Las "Soledades" de Luis de Tejeda


                            Alberto Julián Pérez 


El poeta Luis de Tejeda (Córdoba 1604-1680) fue el primer escritor criollo educado y formado en el Río de la Plata del que tenemos registro. Era descendiente de una de las familias fundadoras de la ciudad de Córdoba. Estudió en su universidad jesuita. Como su abuelo y su padre, fue militar. Ocupó diversos cargos públicos: fue procurador general, alcalde, juez de apelaciones, capitán a guerra y teniente de gobernador (Santiago 49). Los Tejeda tuvieron influencia en la vida religiosa de la ciudad (Martínez Paz 108). Su padre donó la casa familiar para construir en ella un convento carmelita, y edificó la iglesia dedicada a Santa Teresa. Don Luis, hijo primogénito, a su muerte, heredó de este el patronato del convento, así como sus feudos y encomiendas (Furt XIV).

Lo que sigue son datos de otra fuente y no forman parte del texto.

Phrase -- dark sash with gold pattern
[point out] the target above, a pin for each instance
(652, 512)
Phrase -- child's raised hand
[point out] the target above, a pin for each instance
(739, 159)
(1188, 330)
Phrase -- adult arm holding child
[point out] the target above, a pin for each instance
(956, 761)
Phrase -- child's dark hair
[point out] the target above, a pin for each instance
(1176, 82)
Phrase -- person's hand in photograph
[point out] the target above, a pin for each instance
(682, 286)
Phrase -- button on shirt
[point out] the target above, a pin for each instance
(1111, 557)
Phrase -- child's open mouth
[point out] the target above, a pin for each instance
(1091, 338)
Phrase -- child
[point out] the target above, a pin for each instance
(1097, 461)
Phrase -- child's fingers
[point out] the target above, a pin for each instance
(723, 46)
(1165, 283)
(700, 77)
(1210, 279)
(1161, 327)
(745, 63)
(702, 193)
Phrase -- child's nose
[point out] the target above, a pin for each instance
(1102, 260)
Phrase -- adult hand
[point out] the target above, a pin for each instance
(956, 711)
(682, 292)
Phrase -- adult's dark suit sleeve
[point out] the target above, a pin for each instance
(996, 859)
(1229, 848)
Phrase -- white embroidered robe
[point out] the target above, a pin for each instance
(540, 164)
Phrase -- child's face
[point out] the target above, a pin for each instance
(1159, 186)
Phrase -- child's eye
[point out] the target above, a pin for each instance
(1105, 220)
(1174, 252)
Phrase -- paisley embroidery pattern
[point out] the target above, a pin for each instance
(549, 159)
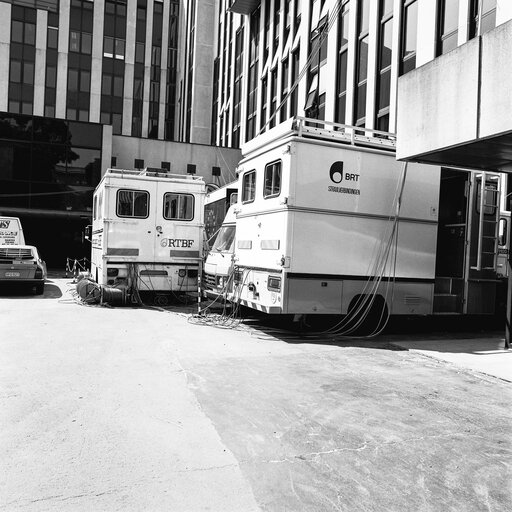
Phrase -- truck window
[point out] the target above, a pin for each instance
(249, 187)
(225, 241)
(178, 206)
(502, 240)
(490, 200)
(272, 180)
(132, 203)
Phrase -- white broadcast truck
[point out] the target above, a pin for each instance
(326, 218)
(11, 232)
(147, 232)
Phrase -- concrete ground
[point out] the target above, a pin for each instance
(129, 409)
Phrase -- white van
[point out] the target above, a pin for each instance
(147, 231)
(11, 232)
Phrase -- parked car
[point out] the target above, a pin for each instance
(22, 264)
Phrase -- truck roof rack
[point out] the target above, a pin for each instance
(324, 130)
(154, 173)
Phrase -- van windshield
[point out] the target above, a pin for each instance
(225, 240)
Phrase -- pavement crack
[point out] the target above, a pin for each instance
(369, 444)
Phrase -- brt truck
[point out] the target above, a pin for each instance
(327, 217)
(147, 231)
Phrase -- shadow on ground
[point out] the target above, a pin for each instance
(19, 291)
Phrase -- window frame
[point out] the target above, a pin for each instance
(133, 191)
(251, 199)
(180, 195)
(272, 166)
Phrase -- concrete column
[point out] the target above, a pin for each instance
(395, 62)
(463, 34)
(129, 66)
(503, 11)
(40, 64)
(330, 68)
(5, 41)
(163, 74)
(106, 148)
(97, 61)
(373, 49)
(426, 42)
(147, 68)
(62, 62)
(351, 62)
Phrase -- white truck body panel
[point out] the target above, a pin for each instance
(333, 228)
(148, 251)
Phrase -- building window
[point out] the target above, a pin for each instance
(362, 64)
(263, 102)
(447, 25)
(172, 68)
(341, 71)
(132, 203)
(488, 9)
(384, 65)
(155, 71)
(272, 180)
(249, 187)
(253, 75)
(22, 60)
(277, 24)
(315, 101)
(283, 110)
(409, 36)
(294, 102)
(178, 206)
(273, 98)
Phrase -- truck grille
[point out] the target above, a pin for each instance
(15, 253)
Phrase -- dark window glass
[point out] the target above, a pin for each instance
(249, 187)
(30, 34)
(51, 76)
(85, 81)
(72, 80)
(53, 38)
(272, 180)
(17, 32)
(386, 44)
(106, 84)
(133, 203)
(15, 74)
(178, 206)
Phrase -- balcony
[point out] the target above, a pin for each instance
(244, 6)
(457, 109)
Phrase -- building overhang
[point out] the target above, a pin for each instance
(457, 109)
(244, 6)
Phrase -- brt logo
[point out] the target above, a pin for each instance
(337, 174)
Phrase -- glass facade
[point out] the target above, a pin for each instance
(49, 169)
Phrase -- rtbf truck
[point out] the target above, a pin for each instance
(317, 218)
(147, 231)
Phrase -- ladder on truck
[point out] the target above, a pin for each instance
(488, 209)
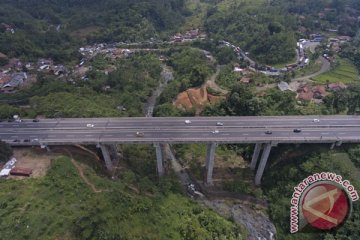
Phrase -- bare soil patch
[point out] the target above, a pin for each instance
(38, 160)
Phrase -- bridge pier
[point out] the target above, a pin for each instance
(113, 153)
(338, 143)
(263, 161)
(107, 158)
(210, 158)
(159, 159)
(255, 156)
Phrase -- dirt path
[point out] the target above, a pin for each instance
(80, 170)
(212, 84)
(324, 68)
(82, 175)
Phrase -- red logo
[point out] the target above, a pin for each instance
(325, 206)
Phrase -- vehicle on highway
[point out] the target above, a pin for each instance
(219, 124)
(139, 134)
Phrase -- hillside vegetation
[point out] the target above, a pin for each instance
(61, 206)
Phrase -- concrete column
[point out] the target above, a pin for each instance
(338, 143)
(210, 157)
(113, 153)
(107, 158)
(159, 159)
(261, 168)
(255, 156)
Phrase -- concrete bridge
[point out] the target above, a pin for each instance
(264, 131)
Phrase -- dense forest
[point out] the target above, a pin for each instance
(144, 206)
(57, 28)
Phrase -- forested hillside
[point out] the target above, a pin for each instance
(54, 28)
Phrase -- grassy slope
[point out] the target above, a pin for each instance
(345, 72)
(62, 206)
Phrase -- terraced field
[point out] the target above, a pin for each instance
(345, 72)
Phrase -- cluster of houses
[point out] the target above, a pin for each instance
(188, 36)
(334, 44)
(314, 93)
(9, 168)
(110, 50)
(16, 73)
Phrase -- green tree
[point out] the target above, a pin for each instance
(5, 151)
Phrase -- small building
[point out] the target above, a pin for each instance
(283, 86)
(17, 171)
(336, 86)
(245, 80)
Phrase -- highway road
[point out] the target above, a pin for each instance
(175, 130)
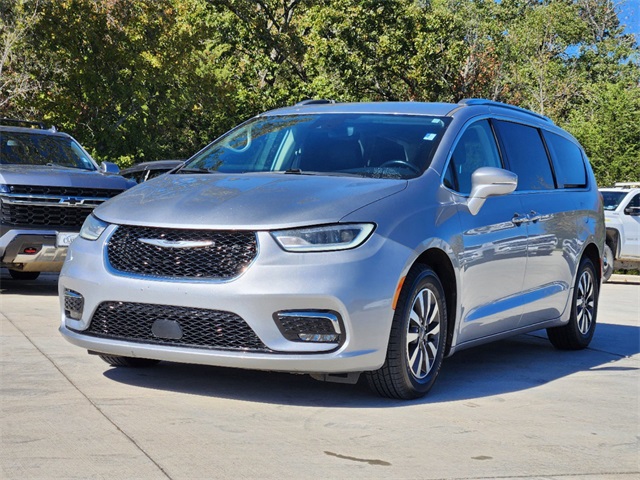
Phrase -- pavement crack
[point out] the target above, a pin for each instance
(355, 459)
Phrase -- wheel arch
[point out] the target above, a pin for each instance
(613, 240)
(441, 264)
(592, 253)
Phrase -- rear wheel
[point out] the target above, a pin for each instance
(131, 362)
(20, 275)
(417, 340)
(577, 334)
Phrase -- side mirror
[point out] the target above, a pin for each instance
(633, 211)
(109, 168)
(489, 182)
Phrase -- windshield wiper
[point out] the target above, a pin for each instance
(194, 170)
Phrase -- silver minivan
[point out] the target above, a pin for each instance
(340, 239)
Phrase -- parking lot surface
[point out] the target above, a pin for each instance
(513, 409)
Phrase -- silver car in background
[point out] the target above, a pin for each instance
(340, 239)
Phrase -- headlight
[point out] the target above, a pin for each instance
(92, 228)
(323, 239)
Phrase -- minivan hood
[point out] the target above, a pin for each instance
(44, 175)
(260, 201)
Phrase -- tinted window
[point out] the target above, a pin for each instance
(476, 148)
(36, 149)
(526, 155)
(611, 200)
(568, 161)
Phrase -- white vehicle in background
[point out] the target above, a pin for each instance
(622, 218)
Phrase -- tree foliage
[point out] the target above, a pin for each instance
(150, 79)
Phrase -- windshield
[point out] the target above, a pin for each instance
(20, 148)
(371, 145)
(612, 199)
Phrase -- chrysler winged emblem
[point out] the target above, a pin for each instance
(159, 242)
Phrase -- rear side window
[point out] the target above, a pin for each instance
(568, 161)
(526, 155)
(476, 148)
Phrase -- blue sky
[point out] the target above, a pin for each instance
(629, 14)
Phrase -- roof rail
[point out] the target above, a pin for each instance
(627, 184)
(23, 123)
(314, 101)
(493, 103)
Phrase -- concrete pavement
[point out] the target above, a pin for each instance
(514, 409)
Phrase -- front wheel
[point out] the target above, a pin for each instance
(417, 340)
(577, 334)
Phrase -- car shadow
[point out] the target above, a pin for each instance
(46, 284)
(520, 363)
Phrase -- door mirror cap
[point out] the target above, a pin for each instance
(489, 182)
(109, 168)
(633, 211)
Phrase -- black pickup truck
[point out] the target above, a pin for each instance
(48, 186)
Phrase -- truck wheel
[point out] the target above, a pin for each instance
(19, 275)
(417, 341)
(577, 334)
(607, 268)
(131, 362)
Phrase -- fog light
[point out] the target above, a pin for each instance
(73, 304)
(310, 326)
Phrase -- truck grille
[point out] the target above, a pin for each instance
(200, 328)
(44, 215)
(64, 191)
(43, 206)
(216, 254)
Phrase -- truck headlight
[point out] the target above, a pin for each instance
(325, 238)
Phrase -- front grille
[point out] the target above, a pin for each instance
(64, 191)
(46, 206)
(43, 215)
(227, 254)
(201, 328)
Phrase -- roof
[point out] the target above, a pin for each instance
(401, 108)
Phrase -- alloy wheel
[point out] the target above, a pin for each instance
(423, 334)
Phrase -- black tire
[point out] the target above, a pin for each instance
(577, 334)
(417, 341)
(19, 275)
(130, 362)
(608, 259)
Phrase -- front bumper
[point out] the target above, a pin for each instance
(32, 250)
(357, 284)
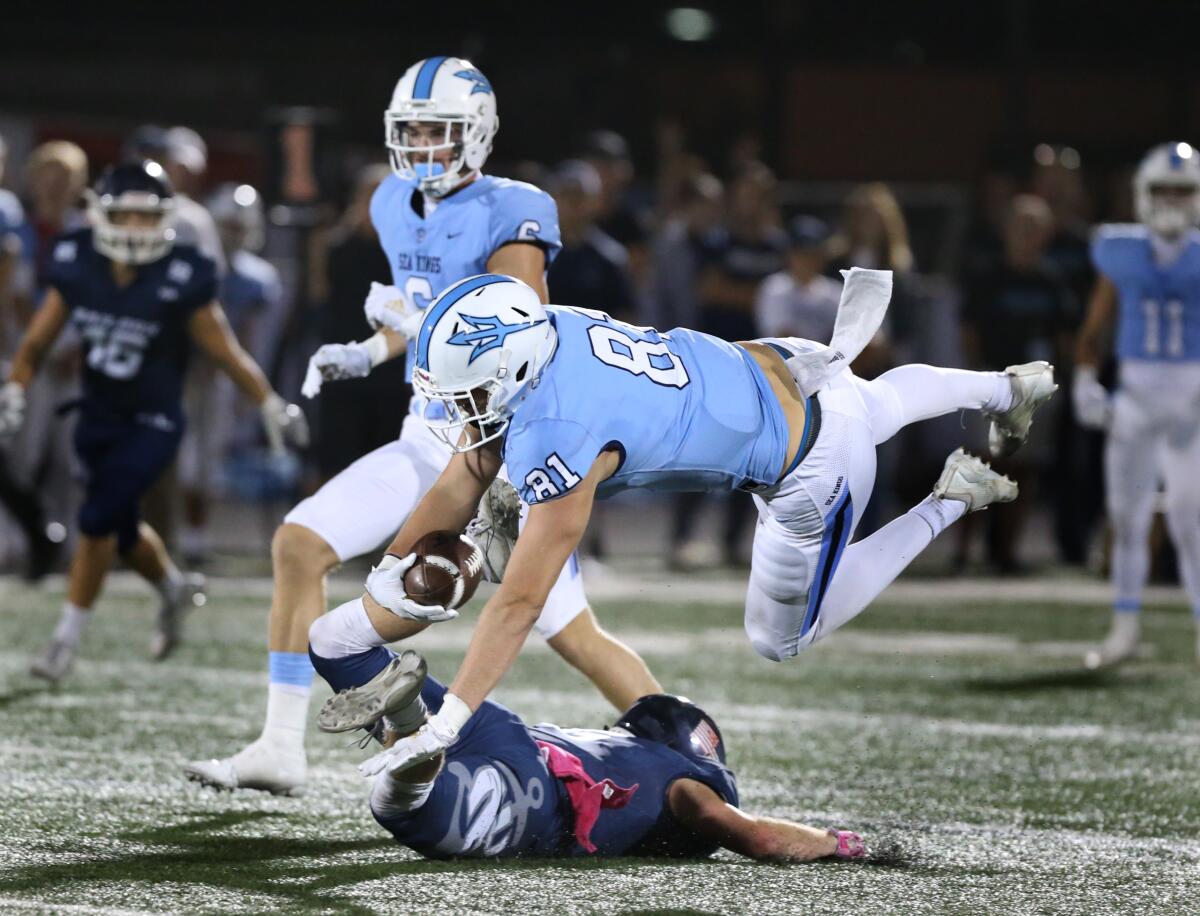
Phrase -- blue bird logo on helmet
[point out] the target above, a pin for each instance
(480, 351)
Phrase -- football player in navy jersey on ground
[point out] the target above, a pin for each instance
(657, 784)
(138, 301)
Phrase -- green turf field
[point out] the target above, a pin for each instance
(951, 725)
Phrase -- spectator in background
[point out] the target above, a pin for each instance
(42, 458)
(1079, 491)
(1019, 311)
(592, 269)
(251, 294)
(16, 276)
(618, 214)
(687, 241)
(184, 154)
(801, 300)
(750, 250)
(359, 414)
(874, 234)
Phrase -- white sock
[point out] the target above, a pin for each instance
(287, 717)
(72, 622)
(939, 514)
(1002, 395)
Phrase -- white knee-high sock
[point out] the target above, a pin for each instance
(913, 393)
(871, 564)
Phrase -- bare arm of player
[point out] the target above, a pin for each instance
(211, 331)
(702, 810)
(550, 536)
(43, 330)
(526, 262)
(1102, 310)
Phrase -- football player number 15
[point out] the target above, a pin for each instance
(117, 353)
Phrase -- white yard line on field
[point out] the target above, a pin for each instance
(671, 588)
(17, 903)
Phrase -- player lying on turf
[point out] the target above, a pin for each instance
(580, 406)
(1149, 288)
(439, 219)
(655, 785)
(138, 301)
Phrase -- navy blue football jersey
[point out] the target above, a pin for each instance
(496, 796)
(135, 337)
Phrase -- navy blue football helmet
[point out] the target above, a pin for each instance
(139, 187)
(675, 722)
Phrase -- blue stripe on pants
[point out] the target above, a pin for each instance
(833, 543)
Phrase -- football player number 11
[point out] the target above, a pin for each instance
(1156, 315)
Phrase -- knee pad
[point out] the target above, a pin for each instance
(346, 630)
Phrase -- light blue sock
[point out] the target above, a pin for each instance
(291, 670)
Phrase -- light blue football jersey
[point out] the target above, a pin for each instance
(685, 411)
(1158, 307)
(427, 253)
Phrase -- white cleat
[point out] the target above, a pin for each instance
(55, 662)
(972, 482)
(1032, 387)
(259, 766)
(496, 526)
(1120, 645)
(169, 624)
(389, 692)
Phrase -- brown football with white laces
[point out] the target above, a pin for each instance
(447, 572)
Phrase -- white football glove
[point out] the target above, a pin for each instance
(496, 527)
(12, 407)
(433, 737)
(1093, 406)
(333, 363)
(387, 307)
(283, 424)
(385, 585)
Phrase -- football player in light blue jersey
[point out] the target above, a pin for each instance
(1147, 291)
(439, 219)
(580, 406)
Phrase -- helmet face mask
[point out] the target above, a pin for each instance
(479, 353)
(441, 124)
(131, 210)
(1167, 190)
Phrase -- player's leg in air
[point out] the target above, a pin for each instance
(807, 578)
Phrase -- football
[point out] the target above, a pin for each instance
(447, 572)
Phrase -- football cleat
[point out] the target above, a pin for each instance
(175, 605)
(972, 482)
(389, 692)
(496, 527)
(54, 664)
(850, 844)
(259, 766)
(1120, 645)
(1032, 387)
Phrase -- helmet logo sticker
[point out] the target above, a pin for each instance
(490, 333)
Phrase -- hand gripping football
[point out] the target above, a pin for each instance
(447, 572)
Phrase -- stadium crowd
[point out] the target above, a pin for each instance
(731, 251)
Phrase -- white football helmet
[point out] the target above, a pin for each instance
(449, 91)
(481, 348)
(1167, 189)
(238, 211)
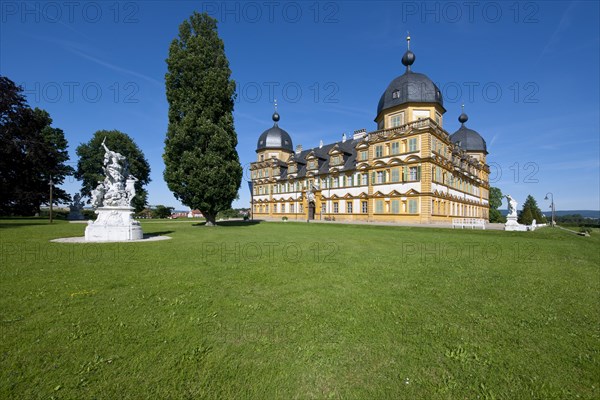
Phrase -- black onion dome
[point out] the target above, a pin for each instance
(468, 139)
(275, 138)
(410, 87)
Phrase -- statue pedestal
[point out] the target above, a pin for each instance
(513, 225)
(114, 224)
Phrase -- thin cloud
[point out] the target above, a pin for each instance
(116, 67)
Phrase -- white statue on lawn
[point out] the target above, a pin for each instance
(112, 201)
(512, 206)
(117, 189)
(511, 219)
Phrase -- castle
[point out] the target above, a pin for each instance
(408, 170)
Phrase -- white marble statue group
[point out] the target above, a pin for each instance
(112, 201)
(118, 187)
(511, 219)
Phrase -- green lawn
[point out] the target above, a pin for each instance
(294, 310)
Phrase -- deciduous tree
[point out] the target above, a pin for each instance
(202, 165)
(31, 153)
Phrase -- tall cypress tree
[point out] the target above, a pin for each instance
(202, 165)
(530, 212)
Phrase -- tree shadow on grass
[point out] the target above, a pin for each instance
(232, 223)
(21, 221)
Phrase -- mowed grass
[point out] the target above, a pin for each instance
(296, 310)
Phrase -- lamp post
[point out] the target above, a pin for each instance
(551, 205)
(51, 184)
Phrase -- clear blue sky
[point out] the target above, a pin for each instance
(527, 72)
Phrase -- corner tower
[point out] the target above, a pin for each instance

En 1661 fue acusado por sus enemigos políticos de abuso de poder. El tribunal de La Plata (actual Sucre) lo condenó y le confiscaron sus bienes. Procurando escapar de la ley civil, entró en la orden de los dominicos y vivió en su convento hasta su muerte. Fue allí donde compuso su obra, una colección miscelánea de prosa y verso, que permaneció sin publicar hasta 1916. El filólogo Jorge M. Furt realizó en 1947 una edición crítica de esta, respetando la escritura original. La tituló Libro de varios tratados y noticias (Santiago 71-3).

El “Romance autobiográfico” y las “Soledades” son los poemas más destacados de la colección. Para la composición de estos últimos utilizó como metro la silva, de versos endecasílabos y heptasílabos, con rima consonante o libre. Son cinco poemas extensos, cultos y elaborados. El autor se esmeró en su escritura, procurando mostrar su maestría en cada verso.

Las “Soledades” sintetizan la visión de mundo del Barroco americano: tienen una concepción dual, escindida, conflictiva, de la realidad y del mundo. Escuchamos en los poemas dos voces, enfrentadas y discordantes. Una voz que se eleva al cielo, y otra voz que se arrastra en la miseria humana (Maravall 131-74).

La “Soledad 4ta”, que me propongo analizar, es un poema dramático, en el que aparecen personajes del mundo sagrado cristiano, y personajes del mundo profano de la Córdoba de su tiempo. El personaje central del mundo contemporáneo es el “Peregrino”, un alter ego del poeta. Ambos mundos, el sagrado y el profano, se miran, se reflejan, en forma distorsionada. La vida, tanto en el tiempo de Cristo, como en el brutal y oprobioso mundo de la colonia, era violenta y terrible. La ambición humana, la maldad, el egoísmo, se muestran en ellos al desnudo. El autor describe una sociedad de “monstruos”: los sayones que golpeaban a un Cristo inocente con sus látigos lacerantes en el Pretorio, reflejaban al conquistador, atacando a los indígenas “bárbaros”, que rehusaban reconocer el poder del Emperador, y al encomendero, maltratando a sus indios y esclavos. Habían asignado a los nativos un lugar marginal e indigno en el nuevo orden americano: eran los sirvientes, los esclavos; no tenían derechos, ni libertad; les negaron su propia identidad.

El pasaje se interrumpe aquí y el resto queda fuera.